Although the lentiviral vectors are expected to become valuable workhorses of gene therapy some day, one must still overcome the psychological barrier of administering a live HIV-1 vector (however attenuated) into noninfected patients. Therefore, one would imagine that the first test of principles for the use of lentiviral vectors in clinical gene therapy would be in HIV-infected populations. In these patients, the remote risk of replication-competent retrovirus regeneration would be a moot issue. It is difficult to conceive of more deleterious recombinants between vector and helper virus than the HIV quasi-species already existing in the patient. Furthermore, the possibility of vector mobilization (dissemination of the therapeutic vector to additional HIV target cells) might be viewed as an asset rather than a risk. However, as mentioned above, the use of HIV-1 vectors to deliver anti-HIV-1 genes may be self-defeating, and here an HIV-2 vector might be preferable. Finally, HIV-1-based vectors may be viewed as an extreme form of attenuated virus that can yield one round of infection, persistent expression of select viral antigens, and no productive virus. As such, they may be designed to be immunizing vectors that can target antigen-presenting cells. HIV-1 vectors expressing Gag-Pol antigens have been shown to transduce efficiently dendritic cells, which in turn can immunize T cells to exhibit virus-specific cytotoxicity in vitro.7 It is conceivable that lentiviral vectors can be used to deliver other antigens (eg tumor antigens) for use in gene transfer approaches to treatment of diseases other than HIV infection.
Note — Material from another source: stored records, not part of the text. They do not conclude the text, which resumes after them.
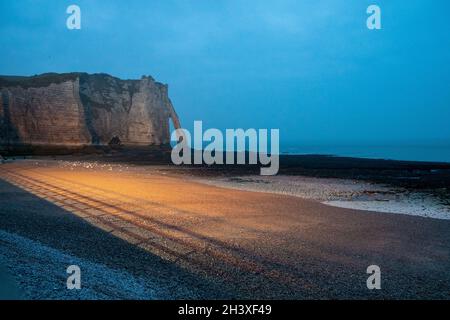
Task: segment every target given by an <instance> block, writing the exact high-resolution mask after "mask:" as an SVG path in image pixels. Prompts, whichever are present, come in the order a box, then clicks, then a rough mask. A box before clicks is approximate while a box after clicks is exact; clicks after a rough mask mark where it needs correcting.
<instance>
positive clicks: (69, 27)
mask: <svg viewBox="0 0 450 320" xmlns="http://www.w3.org/2000/svg"><path fill="white" fill-rule="evenodd" d="M66 13H67V14H70V16H69V17H68V18H67V20H66V26H67V29H69V30H80V29H81V9H80V7H79V6H77V5H75V4H72V5H70V6H68V7H67V9H66Z"/></svg>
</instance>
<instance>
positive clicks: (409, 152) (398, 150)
mask: <svg viewBox="0 0 450 320" xmlns="http://www.w3.org/2000/svg"><path fill="white" fill-rule="evenodd" d="M281 151H282V152H281V153H283V154H302V155H304V154H317V155H333V156H342V157H355V158H370V159H390V160H407V161H431V162H448V163H450V144H449V145H427V146H400V145H399V146H348V145H347V146H327V145H299V146H287V147H284V148H283V147H282V149H281Z"/></svg>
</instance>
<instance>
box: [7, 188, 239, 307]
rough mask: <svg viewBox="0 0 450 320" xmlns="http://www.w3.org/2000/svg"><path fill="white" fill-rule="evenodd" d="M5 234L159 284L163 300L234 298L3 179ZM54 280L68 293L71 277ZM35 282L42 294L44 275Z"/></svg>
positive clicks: (215, 285)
Thus, HIV sits in the unusual position of being a major human pathogen, a potential target for gene transfer therapy, and a potential tool for use in gene transfer applications. One might argue that gene therapy is not practical for HIV disease, especially in view of the many treatment options now possible, because the cost alone of gene transfer and stem cell transplantation would be prohibitive. However, current treatments for HIV infection have their drawbacks (eg cost, availability, patient noncompliance, side-effects, virus resistance), and we anticipate that gene therapy would be more accessible and affordable to the general public as the technology is improved. The recent report demonstrating apparent successful gene transfer for treatment of severe combined immunodeficiency-X1 (SCID-X1)8 illustrates how incremental improvements in gene therapy strategies, both at the basic science and clinical level, can be combined to overcome successfully what at times appear to be insurmountable obstacles. Development of lentiviral vectors should represent another step forward in the long path of gene therapy technology development.